ASCM Model Diagnostics

This notebook presents the scm diagnostics research workflow and key analysis steps.

1. Setup

First, we generate synthetic data and fit an Augmented SCM model, following the baseline example.

2. Mathematical Foundations: The `pre_scale` Metric

Before running specific tests, run_scm_diagnostics calculates a baseline variability measure called pre_scale for the treated unit during the pre-treatment period.

Most diagnostic thresholds are defined as a percentage of this scale. This ensures that the "goodness of fit" is judged relative to the inherent volatility of the data.

Robust Scale Estimators

To avoid being misled by outliers or trends, the function calculates four different scale metrics and takes the maximum:

Standard Deviation: $\sigma = \sqrt{\frac{1}{n-1} \sum_{t=1}^{n} (x_t - \bar{x})^2}$
Median Absolute Deviation (MAD): Scaled to be consistent with $\sigma$ for a normal distribution: $MAD_{\text{scaled}} = 1.4826 \cdot \text{median}(|x_t - \text{median}(x)|)$
Interquartile Range (IQR): Also scaled for normal consistency: $IQR_{\text{scaled}} = \frac{Q_{75} - Q_{25}}{1.349}$
First-Difference Scale: Calculated using the standard deviation of first differences, useful when there is a trend or high autocorrelation. Since $\text{Var}(X_t - X_{t-1}) = 2\sigma^2$ for i.i.d. variables, we scale by $\sqrt{2}$ : $\text{diff\_scale} = \frac{\text{std}(\Delta x)}{\sqrt{2}}$

$\text{pre\_scale} = \max(\sigma, MAD_{\text{scaled}}, IQR_{\text{scaled}}, \text{diff\_scale})$

3. Diagnostic Tests

The diagnostics are divided into fit-based checks and model-based (weight) checks.

A. Fit-Based Diagnostics

Pre-treatment RMSE: Checks if the overall fit in the pre-treatment period is tight. $RMSE_{pre} = \sqrt{\frac{1}{T_{pre}} \sum_{t=1}^{T_{pre}} (y_t - \hat{y}_t)^2} \le 0.20 \cdot \text{pre\_scale}$
Max Absolute Pre-gap: Checks for extreme outliers in the pre-treatment period. $\max_{t \in \text{pre}} |y_t - \hat{y}_t| \le 0.50 \cdot \text{pre\_scale}$
Mean Gap Last K Pre-periods: Checks for pre-trend drift right before the treatment (typically $k=3$ ). If the average gap is far from zero, the parallel trends assumption might be failing just as treatment begins. $|\frac{1}{k} \sum_{t=T_{pre}-k+1}^{T_{pre}} (y_t - \hat{y}_t)| \le 0.25 \cdot \text{pre\_scale}$

B. Weight-Based Diagnostics

Augmented SCM (ASCM) allows for weights that can be negative or greater than one to achieve a better pre-treatment fit (extrapolation). However, extreme weights indicate that the counterfactual relies on unstable linear combinations of donors.

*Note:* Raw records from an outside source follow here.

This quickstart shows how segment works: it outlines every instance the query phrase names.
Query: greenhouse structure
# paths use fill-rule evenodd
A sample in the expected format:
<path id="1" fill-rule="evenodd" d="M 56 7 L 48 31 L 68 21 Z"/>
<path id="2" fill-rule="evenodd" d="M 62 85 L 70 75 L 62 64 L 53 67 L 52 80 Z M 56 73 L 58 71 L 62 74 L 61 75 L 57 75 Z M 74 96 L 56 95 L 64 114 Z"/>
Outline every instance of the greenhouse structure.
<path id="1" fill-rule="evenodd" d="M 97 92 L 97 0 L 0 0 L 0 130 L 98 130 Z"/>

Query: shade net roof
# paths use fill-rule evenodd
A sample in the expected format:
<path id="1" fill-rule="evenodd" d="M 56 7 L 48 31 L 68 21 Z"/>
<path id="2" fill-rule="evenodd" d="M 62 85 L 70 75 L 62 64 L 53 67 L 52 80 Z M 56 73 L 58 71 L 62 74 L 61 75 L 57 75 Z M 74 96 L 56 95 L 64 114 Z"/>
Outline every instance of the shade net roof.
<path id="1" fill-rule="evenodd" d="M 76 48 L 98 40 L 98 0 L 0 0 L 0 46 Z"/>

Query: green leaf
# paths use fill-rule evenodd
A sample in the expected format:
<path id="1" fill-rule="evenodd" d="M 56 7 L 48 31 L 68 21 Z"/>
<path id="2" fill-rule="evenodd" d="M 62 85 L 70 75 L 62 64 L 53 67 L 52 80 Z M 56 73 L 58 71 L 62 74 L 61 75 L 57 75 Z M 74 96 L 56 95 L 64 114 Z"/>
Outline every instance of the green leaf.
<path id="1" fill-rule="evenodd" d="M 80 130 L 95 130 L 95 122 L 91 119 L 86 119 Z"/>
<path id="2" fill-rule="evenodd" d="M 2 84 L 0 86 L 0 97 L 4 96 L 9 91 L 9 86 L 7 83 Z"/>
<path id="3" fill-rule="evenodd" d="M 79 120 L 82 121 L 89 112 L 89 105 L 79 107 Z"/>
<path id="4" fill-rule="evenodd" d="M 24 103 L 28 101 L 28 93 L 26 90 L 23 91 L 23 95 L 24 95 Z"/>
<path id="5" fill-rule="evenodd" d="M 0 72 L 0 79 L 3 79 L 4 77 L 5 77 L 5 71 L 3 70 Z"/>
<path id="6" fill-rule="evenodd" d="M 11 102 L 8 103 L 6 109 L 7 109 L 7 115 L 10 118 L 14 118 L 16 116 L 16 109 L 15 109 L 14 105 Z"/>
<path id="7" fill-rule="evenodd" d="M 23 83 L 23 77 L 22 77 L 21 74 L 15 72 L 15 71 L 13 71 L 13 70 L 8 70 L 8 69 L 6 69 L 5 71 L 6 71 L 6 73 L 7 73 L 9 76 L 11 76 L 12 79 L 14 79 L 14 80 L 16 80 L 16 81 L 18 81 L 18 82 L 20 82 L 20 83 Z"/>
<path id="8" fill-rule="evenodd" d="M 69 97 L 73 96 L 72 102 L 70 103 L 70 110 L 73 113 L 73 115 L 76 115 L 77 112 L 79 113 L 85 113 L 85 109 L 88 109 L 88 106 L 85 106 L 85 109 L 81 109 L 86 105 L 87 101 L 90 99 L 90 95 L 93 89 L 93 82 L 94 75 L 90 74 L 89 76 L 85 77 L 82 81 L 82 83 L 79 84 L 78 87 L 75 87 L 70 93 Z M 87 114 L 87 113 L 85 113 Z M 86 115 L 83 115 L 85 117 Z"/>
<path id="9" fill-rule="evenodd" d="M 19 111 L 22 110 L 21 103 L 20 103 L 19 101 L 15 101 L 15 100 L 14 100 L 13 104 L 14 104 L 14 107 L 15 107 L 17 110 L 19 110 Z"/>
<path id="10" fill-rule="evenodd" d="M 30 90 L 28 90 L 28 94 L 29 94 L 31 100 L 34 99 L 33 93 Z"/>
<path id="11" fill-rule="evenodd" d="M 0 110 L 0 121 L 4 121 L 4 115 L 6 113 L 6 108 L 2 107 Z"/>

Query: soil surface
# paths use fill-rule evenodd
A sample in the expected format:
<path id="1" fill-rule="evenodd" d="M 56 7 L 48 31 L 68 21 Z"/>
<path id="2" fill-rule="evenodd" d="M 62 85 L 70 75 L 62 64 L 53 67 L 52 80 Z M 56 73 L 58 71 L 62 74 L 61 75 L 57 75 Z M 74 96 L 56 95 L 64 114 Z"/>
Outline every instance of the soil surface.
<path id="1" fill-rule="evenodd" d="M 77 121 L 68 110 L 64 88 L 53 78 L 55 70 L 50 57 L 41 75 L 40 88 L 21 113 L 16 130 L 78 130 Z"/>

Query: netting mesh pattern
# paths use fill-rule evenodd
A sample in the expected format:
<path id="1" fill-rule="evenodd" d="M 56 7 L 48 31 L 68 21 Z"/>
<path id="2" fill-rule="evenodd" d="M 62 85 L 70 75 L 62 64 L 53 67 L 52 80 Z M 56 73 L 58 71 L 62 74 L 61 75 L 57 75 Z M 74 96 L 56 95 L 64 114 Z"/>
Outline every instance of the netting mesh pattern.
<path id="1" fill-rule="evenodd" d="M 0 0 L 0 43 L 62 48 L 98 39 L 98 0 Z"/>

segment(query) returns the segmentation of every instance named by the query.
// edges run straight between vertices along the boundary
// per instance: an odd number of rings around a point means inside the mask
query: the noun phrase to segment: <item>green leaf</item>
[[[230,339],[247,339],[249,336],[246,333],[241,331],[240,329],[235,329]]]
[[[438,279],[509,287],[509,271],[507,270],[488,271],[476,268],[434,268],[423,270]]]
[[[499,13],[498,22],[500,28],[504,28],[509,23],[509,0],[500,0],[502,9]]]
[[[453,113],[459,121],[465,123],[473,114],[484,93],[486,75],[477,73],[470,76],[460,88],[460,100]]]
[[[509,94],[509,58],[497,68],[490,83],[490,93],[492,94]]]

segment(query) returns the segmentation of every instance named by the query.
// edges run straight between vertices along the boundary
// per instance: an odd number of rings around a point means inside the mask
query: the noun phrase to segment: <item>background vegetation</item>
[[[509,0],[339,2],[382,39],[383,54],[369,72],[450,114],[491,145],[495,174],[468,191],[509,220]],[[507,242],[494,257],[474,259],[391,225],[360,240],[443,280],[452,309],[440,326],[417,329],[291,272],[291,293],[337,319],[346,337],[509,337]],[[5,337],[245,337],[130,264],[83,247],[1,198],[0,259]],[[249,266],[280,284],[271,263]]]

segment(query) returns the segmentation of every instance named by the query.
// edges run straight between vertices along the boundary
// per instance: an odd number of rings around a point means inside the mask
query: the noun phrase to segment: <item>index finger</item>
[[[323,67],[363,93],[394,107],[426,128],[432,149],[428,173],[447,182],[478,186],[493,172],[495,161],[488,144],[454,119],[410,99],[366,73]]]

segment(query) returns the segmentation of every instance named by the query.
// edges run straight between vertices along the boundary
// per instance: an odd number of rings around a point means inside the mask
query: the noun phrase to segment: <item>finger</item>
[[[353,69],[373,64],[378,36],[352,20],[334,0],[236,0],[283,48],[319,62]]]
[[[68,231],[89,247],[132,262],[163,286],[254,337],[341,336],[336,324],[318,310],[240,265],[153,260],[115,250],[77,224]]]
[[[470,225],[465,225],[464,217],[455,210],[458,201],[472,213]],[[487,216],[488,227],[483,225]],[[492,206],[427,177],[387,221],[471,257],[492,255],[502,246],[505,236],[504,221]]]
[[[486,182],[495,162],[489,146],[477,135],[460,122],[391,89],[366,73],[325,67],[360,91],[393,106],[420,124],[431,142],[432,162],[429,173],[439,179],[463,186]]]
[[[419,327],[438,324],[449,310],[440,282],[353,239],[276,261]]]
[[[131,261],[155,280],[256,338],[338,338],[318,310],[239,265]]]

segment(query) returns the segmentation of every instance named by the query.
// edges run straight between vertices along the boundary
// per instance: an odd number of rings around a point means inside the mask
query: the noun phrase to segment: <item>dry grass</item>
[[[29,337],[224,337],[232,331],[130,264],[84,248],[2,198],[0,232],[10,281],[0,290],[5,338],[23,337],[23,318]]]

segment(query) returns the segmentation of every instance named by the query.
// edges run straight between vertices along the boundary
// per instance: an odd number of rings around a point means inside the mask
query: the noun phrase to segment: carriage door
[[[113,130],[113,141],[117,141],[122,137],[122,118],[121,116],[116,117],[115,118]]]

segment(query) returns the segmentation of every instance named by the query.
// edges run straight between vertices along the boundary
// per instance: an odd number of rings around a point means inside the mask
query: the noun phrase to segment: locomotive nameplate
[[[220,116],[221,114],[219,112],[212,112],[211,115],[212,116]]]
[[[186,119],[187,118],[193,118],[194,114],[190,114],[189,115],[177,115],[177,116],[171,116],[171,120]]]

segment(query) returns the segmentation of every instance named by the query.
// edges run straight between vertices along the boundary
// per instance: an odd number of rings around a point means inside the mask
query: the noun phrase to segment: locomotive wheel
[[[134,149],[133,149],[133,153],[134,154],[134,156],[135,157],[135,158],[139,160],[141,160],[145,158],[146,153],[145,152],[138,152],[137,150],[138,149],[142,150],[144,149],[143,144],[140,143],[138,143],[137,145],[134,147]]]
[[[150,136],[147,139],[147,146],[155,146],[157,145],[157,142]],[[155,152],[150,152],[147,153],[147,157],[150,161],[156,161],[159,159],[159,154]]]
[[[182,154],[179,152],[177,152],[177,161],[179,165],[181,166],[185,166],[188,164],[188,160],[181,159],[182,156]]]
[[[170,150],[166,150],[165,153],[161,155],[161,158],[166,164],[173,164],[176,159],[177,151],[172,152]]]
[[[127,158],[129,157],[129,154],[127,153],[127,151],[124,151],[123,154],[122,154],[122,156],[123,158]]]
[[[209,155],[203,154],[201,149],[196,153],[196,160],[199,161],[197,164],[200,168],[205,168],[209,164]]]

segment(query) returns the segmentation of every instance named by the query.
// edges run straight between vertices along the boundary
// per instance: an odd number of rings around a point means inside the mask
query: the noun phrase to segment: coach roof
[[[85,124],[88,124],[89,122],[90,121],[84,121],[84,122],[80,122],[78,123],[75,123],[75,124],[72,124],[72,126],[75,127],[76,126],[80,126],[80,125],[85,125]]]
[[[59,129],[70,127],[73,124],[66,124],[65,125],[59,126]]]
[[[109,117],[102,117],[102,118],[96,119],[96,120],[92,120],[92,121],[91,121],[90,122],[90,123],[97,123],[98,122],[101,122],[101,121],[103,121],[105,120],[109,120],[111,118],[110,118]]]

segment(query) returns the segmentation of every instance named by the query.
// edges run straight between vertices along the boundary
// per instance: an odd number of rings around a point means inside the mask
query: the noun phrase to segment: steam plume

Max Absolute Weight: Detects extreme individual weights. $\max |w_j| \le 2.0 \text{ (default)}$
L1 Norm of Weights: Detects when the total sum of absolute weights is too high. $\sum |w_j| \le 5.0 \text{ (default)}$
Negative Weight Share: Measures how much the estimate relies on negative weights (pure extrapolation vs. interpolation). $\frac{\sum_{w_j < 0} |w_j|}{\sum |w_j|} \le 0.30$

4. Running the Diagnostics

We can now execute run_scm_diagnostics and inspect the results table.

Result

	test	flag	value	threshold	message
0	pre_rmse_augmented	GREEN	0.366248	<= 0.5254	Pre-treatment RMSE is within tolerance.
1	max_abs_pre_gap_augmented	GREEN	0.988290	<= 1.314	Largest pre-treatment gap is within tolerance.
2	mean_gap_last_k_pre_augmented	GREEN	0.207285	<= 0.6568	Average gap in the last 3 pre periods is cente...
3	max_abs_weight_augmented	GREEN	0.201943	<= 2	No extreme augmented donor weight detected (mo...
4	l1_norm_weights_augmented	GREEN	2.245170	<= 5	Total absolute augmented weight mass is contro...
5	negative_weight_share	GREEN	0.277300	<= 0.3	Negative-weight share is moderate.
6	slsqp_fallback_count	GREEN	0.000000	== 0	No optimizer fallback events recorded.
7	suppressed_fit_warning_count	GREEN	0.000000	== 0	No suppressed fit warnings were captured.

5. Interpreting Flags

GREEN: Metric is within optimal tolerance. The estimate is likely robust.
YELLOW: Metric exceeds the warning threshold. Consider investigating the pre-treatment fit or donor pool. The estimate might be sensitive to small changes.
RED: Indicates a severe problem, such as optimizer failure or extreme fit issues. The estimate should be treated with high skepticism.

6. Placebo Tests

Robustness tests check if the treatment effect is unique to the treated unit and time.

A. Placebo-in-Space (Permutation Test)

This test (Abadie et al. 2010) applies the SCM to every unit in the donor pool, treating each donor as the "treated" unit.

For each donor unit $j \in \text{Donors}$ , we fit a synthetic control model using only the remaining donors.
We calculate the Root Mean Squared Prediction Error (RMSE) for both pre- and post-treatment periods: $RMSE_{pre,j} = \sqrt{\frac{1}{T_{pre}} \sum_{t=1}^{T_{pre}} (y_{j,t} - \hat{y}_{j,t})^2}$ $RMSE_{post,j} = \sqrt{\frac{1}{T_{post}} \sum_{t=T_{pre}+1}^{T} (y_{j,t} - \hat{y}_{j,t})^2}$
We compute the RMSPE Ratio: $R_j = \frac{RMSE_{post,j}}{RMSE_{pre,j}}$
Interpretation: If the actual treated unit's ratio $R_{treated}$ is much larger than the distribution of $R_j$ for placebo units, it indicates that the effect is statistically significant. The p-value is effectively: $p = \frac{\text{count}(R_j \ge R_{treated})}{N_{donors} + 1}$

B. Placebo-in-Time (Falsification Test)

This test shifts the treatment start date $T_{actual}$ to an earlier date $T_{placebo}$ within the true pre-treatment period.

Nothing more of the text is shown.